Former President Barack Obama has formally endorsed his former vice president, Joe Biden. Obama, who has avoided publicly favoring any candidate in the Democrats’ primary process, came out in support of Biden a day after Bernie Sanders appeared on a joint live stream with the former Vice President to pledge his support, definitively ending the 2020 Democratic presidential primary.
On Tuesday morning, Biden for President released a twelve-minute video of the nominee’s former boss, in which Obama praised Biden’s experience, personality and leadership skills: “Choosing Joe to be my vice president was one of the best decisions I ever made, and he became a close friend.” Obama repeated many of the talking points that the Biden campaign has been pushing since he entered the race last year, recounting the various programs that Biden managed as vice president, his working class roots, and his experience in international affairs.

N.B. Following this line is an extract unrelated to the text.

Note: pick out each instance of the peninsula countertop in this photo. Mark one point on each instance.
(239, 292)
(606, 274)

Obama also assured viewers that Biden would restore competence and dignity to the White House by appointing officials who “know how to govern” and will put the American people’s interests before their own – an obvious dig at the current incompetency and corruption of Trump’s administration (although Obama refrained from mentioning the incumbent by name throughout the video).
Obama also made sure to credit the other candidates in the nomination race, singling out Bernie Sanders for particular praise: “Bernie’s an American original, a man who has devoted his life to giving voice to working people’s hopes, dreams and frustrations.” Continuing the Biden campaign’s efforts to reach out to disenchanted progressives, Obama argued that Biden has the “most progressive platform” of any Democratic presidential nominee in history.

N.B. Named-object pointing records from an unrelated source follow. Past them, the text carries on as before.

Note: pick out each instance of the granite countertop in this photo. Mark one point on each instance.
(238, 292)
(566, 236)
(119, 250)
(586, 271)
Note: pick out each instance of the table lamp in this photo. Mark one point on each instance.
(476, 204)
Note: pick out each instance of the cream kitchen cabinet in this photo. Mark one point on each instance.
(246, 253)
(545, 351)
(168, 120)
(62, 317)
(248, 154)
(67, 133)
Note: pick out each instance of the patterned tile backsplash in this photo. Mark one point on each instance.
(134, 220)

For all his praise of Bernie Sanders and his progressive politics, the former president was reportedly a key figure in persuading Sanders to drop out of the race when it became apparent that the Senator from Vermont would be unable to catch up to Biden’s delegate count. Obama has spent almost a year working behind the scenes to strengthen the Democratic Party up and down the ballot in 2020, and ensuring unity among the party’s diverse factions.
Obama’s endorsement came the same day as the results from the highly controversial Wisconsin primary came in. Biden won the state easily, but a more surprising result came down-ballot, with voters electing a liberal judge over a Trump-backed right-wing incumbent to the state Supreme Court.

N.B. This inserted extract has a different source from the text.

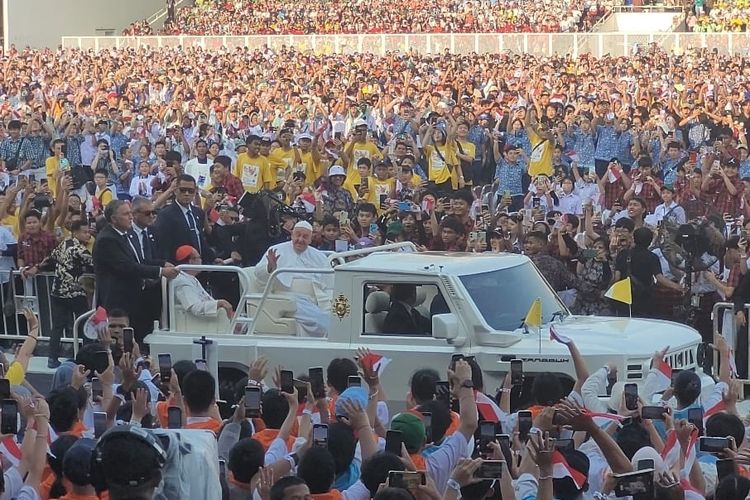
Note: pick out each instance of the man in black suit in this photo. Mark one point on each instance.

This result came in spite of an election held under the cloud of COVID-19 and rigged heavily in favor of Republicans by the GOP-controlled state legislature.
Wisconsin was a key state in the 2016 election, one of three narrow victories that swung the electoral college in Donald Trump’s favor.
The fact that a liberal underdog candidate can win against all the odds bodes well for Democrats looking forward to November’s general election.